By JANET HART LEONARD

From the Hart

Will I ever dare to put my big toe into the crack of another person’s opinion? Will I allow that toe to even consider he or she might be even a tad bit correct in their thinking? Could a compromise be found in that crack?

Will I allow my thoughts to wander into their point of view? Why would someone listen to my opinion if I won’t listen to theirs? Hello?

Have I become so closed-minded that I am deaf to the opinions of those with whom I disagree?

Listen up!

Oh conversations, where have you gone?

Two or more people having a conversation where they are leaning in and listening both to the thoughts as well as the heart of the person speaking. That’s my definition.

I look at the aisles that seem wider than ever and I shake my head as to why people can’t listen to each other and find a compromise. Remember that thing called “compromise” where we give and take? It’s a rarity in the crazy tug-of-war world in which we live today.

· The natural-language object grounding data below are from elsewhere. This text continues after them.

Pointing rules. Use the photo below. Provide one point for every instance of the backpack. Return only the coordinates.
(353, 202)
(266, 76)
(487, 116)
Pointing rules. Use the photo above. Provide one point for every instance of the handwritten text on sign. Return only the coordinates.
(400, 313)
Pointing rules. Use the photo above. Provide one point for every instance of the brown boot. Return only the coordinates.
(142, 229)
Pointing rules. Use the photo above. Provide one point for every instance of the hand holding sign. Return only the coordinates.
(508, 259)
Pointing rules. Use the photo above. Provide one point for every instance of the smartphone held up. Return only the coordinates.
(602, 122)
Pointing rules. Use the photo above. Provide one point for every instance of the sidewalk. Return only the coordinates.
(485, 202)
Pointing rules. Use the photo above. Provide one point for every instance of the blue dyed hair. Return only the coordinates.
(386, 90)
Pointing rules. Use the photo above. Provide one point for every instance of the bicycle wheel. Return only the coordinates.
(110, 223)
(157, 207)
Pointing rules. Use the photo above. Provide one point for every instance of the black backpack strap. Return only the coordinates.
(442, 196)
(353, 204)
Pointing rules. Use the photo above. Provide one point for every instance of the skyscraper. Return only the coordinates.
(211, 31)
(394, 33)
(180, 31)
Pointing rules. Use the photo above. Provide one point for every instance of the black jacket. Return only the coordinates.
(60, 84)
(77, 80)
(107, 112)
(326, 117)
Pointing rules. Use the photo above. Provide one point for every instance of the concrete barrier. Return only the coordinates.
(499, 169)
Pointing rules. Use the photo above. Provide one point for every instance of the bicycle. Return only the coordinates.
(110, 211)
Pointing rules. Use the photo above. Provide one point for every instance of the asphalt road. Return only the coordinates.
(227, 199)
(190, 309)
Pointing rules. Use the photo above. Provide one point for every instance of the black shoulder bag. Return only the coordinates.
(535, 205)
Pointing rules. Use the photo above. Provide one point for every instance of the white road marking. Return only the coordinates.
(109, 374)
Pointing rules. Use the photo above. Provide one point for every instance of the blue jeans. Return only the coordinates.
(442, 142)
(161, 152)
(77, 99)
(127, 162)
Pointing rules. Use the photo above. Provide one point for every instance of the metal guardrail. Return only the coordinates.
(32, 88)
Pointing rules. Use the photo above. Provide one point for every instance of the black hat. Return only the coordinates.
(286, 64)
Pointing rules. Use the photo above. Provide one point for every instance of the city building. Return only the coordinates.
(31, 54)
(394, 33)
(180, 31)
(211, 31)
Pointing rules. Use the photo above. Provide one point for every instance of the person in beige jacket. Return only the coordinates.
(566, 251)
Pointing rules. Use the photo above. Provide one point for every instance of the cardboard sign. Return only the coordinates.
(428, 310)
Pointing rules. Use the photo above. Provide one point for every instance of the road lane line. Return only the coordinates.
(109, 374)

What about me? Am I any different?

Trouble is that I tend to listen in preparation for speaking. I do not take the time to allow the words of the speaker to land inside my mind, let alone my heart, long enough to get an understanding of what they are saying and why they are saying it. It’s as if it is me against the opinionator. (Yes, Chuck, I know that is not a word … but it is now.)

I am already thinking of what I think they need to hear. My thoughts and opinions trump theirs. (Good lands, I even hesitate to use that verb.) I look like I’m listening, but the truth is I am preparing my rebuttal.

I want to defend my thoughts before I even hear what the other person will say. Does anyone else do this? I think I know what they will say, and I know I will not agree with them.

I take their opinions inside the court where I am the jury and judge. Read that again. I am giving them a chance for final arguments knowing what my verdict will be. They will be found wrong in the court of Janet.

Is anyone willing to say “Amen” and “me too”?

As I am getting older, (I’m working hard to do that ever so slowly) I am trying to listen, really LISTEN.

How do I expect anyone else to do so if I can’t listen and compromise? If I can’t be a soft place to share an opinion, how can I expect to find that soft place in others?

In a world so harshly divided can we find a softness as we come together in the median of compromise? The median of compromise is such a rarity in this day and age that I wonder if the world would even recognize it.

I pray I can sit down and lean in and allow a bit of diversity into my mind and my heart. It is there where compromise can enter as well. I pray I can find it for my sake and the world in which I live.

My big toe might just be inching its way towards the crack of differing opinions. If my big toe can do it, I pray others can do it as well.